MERRIMAN SUMMER SCHOOL: The Hanly report has been vilified, subverted and ridiculed in certain parts of the country because its proponents have failed to counteract the deeply-held views expressed by opponents of the reforms, according to UCD Professor of Medicine, Prof Muiris Fitzgerald.
Prof Fitzgerald told the 37th Merriman Summer School in Ennistymon, Co Clare last night that the concept of a seven-day acute medicine, seven-day acute surgery and 24-hour fully staffed A&E service demanded by opponents of the Hanly report was past its sell-by date.
Speaking in Co Clare, where opposition to the Hanly report has been strongest, Prof Fitzgerald claimed the debate in opposing Hanly had become aggressive - "where Hanly will mean 'people will die' and worst-case scenarios are ingeniously constructed usually involving life-threatening incidents occurring in geographically remote areas".
He said: "This kind of 'competitive shroud waving' where deaths from heart-attacks vie with demises from car accidents has been brought to a fine art in Ireland.

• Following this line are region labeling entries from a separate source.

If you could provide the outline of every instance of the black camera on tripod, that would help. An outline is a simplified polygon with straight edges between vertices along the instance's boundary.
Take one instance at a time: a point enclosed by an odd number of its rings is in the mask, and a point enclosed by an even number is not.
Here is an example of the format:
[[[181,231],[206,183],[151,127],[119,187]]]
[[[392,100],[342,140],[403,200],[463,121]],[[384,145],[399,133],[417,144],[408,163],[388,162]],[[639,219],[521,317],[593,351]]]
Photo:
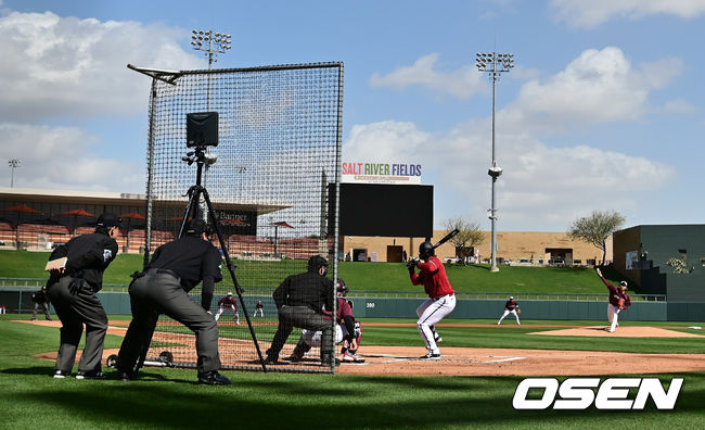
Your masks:
[[[187,114],[187,147],[218,146],[218,112]]]

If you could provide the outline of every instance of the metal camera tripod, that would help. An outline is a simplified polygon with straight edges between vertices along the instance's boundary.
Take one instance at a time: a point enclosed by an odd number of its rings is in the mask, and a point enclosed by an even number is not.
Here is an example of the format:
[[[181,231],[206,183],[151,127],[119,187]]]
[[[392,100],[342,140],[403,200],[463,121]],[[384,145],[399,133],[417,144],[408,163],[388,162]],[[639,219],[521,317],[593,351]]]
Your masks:
[[[196,163],[197,168],[196,168],[196,185],[189,188],[189,191],[187,191],[185,194],[189,195],[189,203],[187,204],[187,208],[183,212],[183,218],[181,219],[181,227],[179,228],[179,238],[182,238],[183,235],[185,233],[185,226],[189,222],[189,218],[196,219],[200,215],[198,203],[201,201],[201,197],[203,197],[203,200],[206,203],[206,208],[210,222],[213,223],[214,231],[216,232],[216,236],[218,237],[218,241],[220,242],[220,249],[222,250],[222,255],[226,258],[226,265],[228,267],[228,271],[230,273],[230,277],[235,287],[235,291],[238,292],[238,298],[240,298],[240,305],[242,306],[242,311],[245,314],[245,319],[247,320],[247,327],[249,328],[249,333],[252,334],[253,342],[255,342],[255,347],[257,350],[257,356],[259,357],[259,363],[262,367],[262,370],[267,371],[267,366],[265,365],[265,358],[262,357],[261,350],[259,349],[259,343],[257,342],[255,330],[253,329],[252,321],[249,320],[249,313],[247,312],[247,307],[245,306],[245,301],[243,300],[242,296],[242,292],[243,292],[242,287],[240,287],[240,283],[238,282],[238,278],[235,277],[234,266],[232,264],[232,261],[230,260],[230,255],[228,254],[228,249],[225,246],[226,242],[220,232],[220,227],[218,226],[218,217],[216,215],[216,212],[213,210],[213,204],[210,203],[210,198],[208,197],[208,190],[206,190],[206,188],[201,185],[201,180],[203,177],[203,166],[206,163],[208,163],[208,157],[206,155],[205,150],[206,147],[196,147],[194,151],[188,152],[187,155],[181,159],[182,161],[189,163],[189,165]],[[154,329],[152,330],[152,334],[154,334]],[[137,364],[137,369],[134,371],[136,375],[139,371],[139,369],[144,365],[177,367],[172,363],[172,356],[170,356],[170,353],[168,351],[162,352],[159,358],[157,359],[146,358],[146,353],[150,349],[150,343],[152,343],[152,334],[150,334],[150,342],[148,342],[144,345],[142,355],[140,356],[140,359]]]

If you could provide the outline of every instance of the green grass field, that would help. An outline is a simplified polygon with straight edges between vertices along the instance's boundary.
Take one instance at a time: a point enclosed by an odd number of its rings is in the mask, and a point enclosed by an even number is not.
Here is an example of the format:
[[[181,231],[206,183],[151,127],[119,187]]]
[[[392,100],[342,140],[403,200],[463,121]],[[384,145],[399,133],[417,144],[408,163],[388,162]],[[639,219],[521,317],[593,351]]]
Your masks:
[[[46,278],[43,271],[48,252],[0,251],[0,278]],[[294,274],[305,270],[304,261],[282,262],[236,261],[235,276],[243,288],[267,286],[273,288],[283,279],[277,274]],[[274,269],[274,266],[277,267]],[[282,269],[282,266],[283,269]],[[118,254],[105,270],[104,283],[128,284],[130,274],[142,267],[142,255]],[[269,270],[268,268],[272,269]],[[251,274],[261,286],[249,286]],[[520,267],[501,266],[499,273],[490,273],[488,265],[446,265],[450,283],[460,292],[539,292],[539,293],[605,293],[605,287],[587,267]],[[615,270],[603,270],[614,282],[624,278]],[[267,274],[271,274],[267,278]],[[409,282],[409,274],[401,263],[350,263],[342,262],[339,277],[356,291],[418,291]],[[262,278],[264,277],[264,278]],[[254,276],[253,276],[254,278]],[[226,281],[228,282],[228,277]],[[634,291],[630,291],[634,292]],[[638,292],[638,291],[637,291]]]
[[[663,382],[672,377],[685,379],[671,412],[657,410],[651,401],[640,412],[594,407],[517,412],[512,408],[512,397],[524,379],[521,377],[225,371],[232,385],[202,387],[195,383],[194,370],[146,368],[140,380],[131,382],[57,380],[50,377],[53,363],[33,355],[55,351],[59,330],[10,321],[16,317],[0,318],[0,428],[7,429],[695,429],[705,423],[705,372],[658,376]],[[448,346],[551,346],[547,339],[525,336],[528,329],[505,327],[500,334],[487,328],[441,330]],[[370,327],[364,333],[367,344],[420,344],[413,327]],[[107,336],[105,345],[118,347],[120,341]],[[550,341],[561,349],[705,352],[705,341],[700,339]]]

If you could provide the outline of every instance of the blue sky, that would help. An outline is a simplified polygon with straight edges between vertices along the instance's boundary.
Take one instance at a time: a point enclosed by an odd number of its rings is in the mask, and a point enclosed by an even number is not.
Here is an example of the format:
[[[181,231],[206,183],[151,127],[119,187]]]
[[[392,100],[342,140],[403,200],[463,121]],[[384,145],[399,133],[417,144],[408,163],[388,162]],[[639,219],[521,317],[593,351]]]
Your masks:
[[[144,192],[150,79],[206,68],[191,29],[232,35],[217,67],[343,61],[343,161],[413,163],[435,222],[489,229],[491,86],[498,229],[703,224],[705,0],[0,0],[0,149],[15,187]],[[9,187],[7,160],[0,186]]]

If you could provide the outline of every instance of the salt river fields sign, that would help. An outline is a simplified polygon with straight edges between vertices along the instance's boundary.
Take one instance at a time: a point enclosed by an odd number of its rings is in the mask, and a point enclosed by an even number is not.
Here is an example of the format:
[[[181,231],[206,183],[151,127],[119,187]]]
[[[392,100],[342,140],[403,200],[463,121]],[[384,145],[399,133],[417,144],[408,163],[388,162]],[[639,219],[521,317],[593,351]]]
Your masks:
[[[343,182],[421,184],[421,164],[343,163]]]

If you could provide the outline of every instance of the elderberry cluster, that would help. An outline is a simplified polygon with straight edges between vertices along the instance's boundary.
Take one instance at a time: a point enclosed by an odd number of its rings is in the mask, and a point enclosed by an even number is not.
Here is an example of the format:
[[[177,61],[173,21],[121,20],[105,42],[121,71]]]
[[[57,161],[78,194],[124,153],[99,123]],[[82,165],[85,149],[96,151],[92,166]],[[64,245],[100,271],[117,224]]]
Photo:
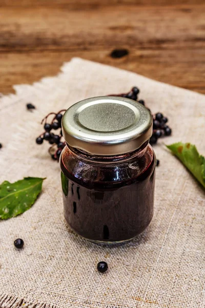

These are powerful images which Hanly proponents have not matched."
Prof Fitzgerald warned the advocates of reform that "unless concrete stories and images of life saved are emphasised, the compelling arguments for reform can be drowned out by graphic sloganeering of those resolutely opposed to any change".
He added: "Proponents of the Hanly message must counter with powerful images of lives saved, limbs salvaged and reconstructed, cancer and heart disease survivors living better and longer lives, and safer and more successful surgery."
Prof Fitzgerald said the Hanly report had generated huge controversy, bringing spectacular public marches in a small number of provincial towns, and provoking shrill congestion of the local, regional and national airwaves, pickets on the Dáil and multiple sieges and protests at councillors' houses, TDs' clinics and Dáil chambers.
He added: "All of this despite the unstoppable logic and rightness of the Hanly prescription for better hospital services in every region of the country. Its implementation would, in my opinion, transform the efficiency, effectiveness, safety and equity of Irish healthcare.
"It provides a model that ensures that the major additional resources that are required to be put into a reformed hospital system will reliably deliver ambitious health targets, reduce waiting lists, and attract and retain the best and the brightest of doctors to its training programmes.
"Most of all, the Hanly formula will redress geographical and regional imbalance and make each region of the country highly self-sufficient with a large expanded array of new effective services delivered by multi-disciplinary teams - thus preventing the current haemorrhage of referrals out of the regions towards Dublin, Cork and Galway."
On the bid to implement the Hanly reforms, Prof Fitzgerald said ultimately it might not be "subtlety of discourse or the negation of powerful images by even more powerful counter-images", but that it might get down to the notion of trust and a commitment to dialogue and then to put services in place conjointly, with consultation, in a highly visible way in the pilot sites.
He said a key initial principle should be that no service was withdrawn until its clearly superior replacement service was introduced.
"Another crucial principle is that every new service in a region must bring a dividend both for the new regional centre and the network of smaller hospitals."
Prof Fitzgerald said the pilot sites should see "concrete evidence" of improvements.
"But two things are certain - no party or interest group can veto, on the one hand, or on the other hand, steam-roller through the reform package. It cannot be introduced by stealth - neither can it be blocked or shouted down by the enemies of progress.
"These programmes have so much to offer the regions now and in the future, that no responsible group can turn them down."
He said a "fantastic opportunity" had been provided to the regions to create "superb community-responsive services" that would be a model for the rest of the country and "bury forever the dependence on Dublin".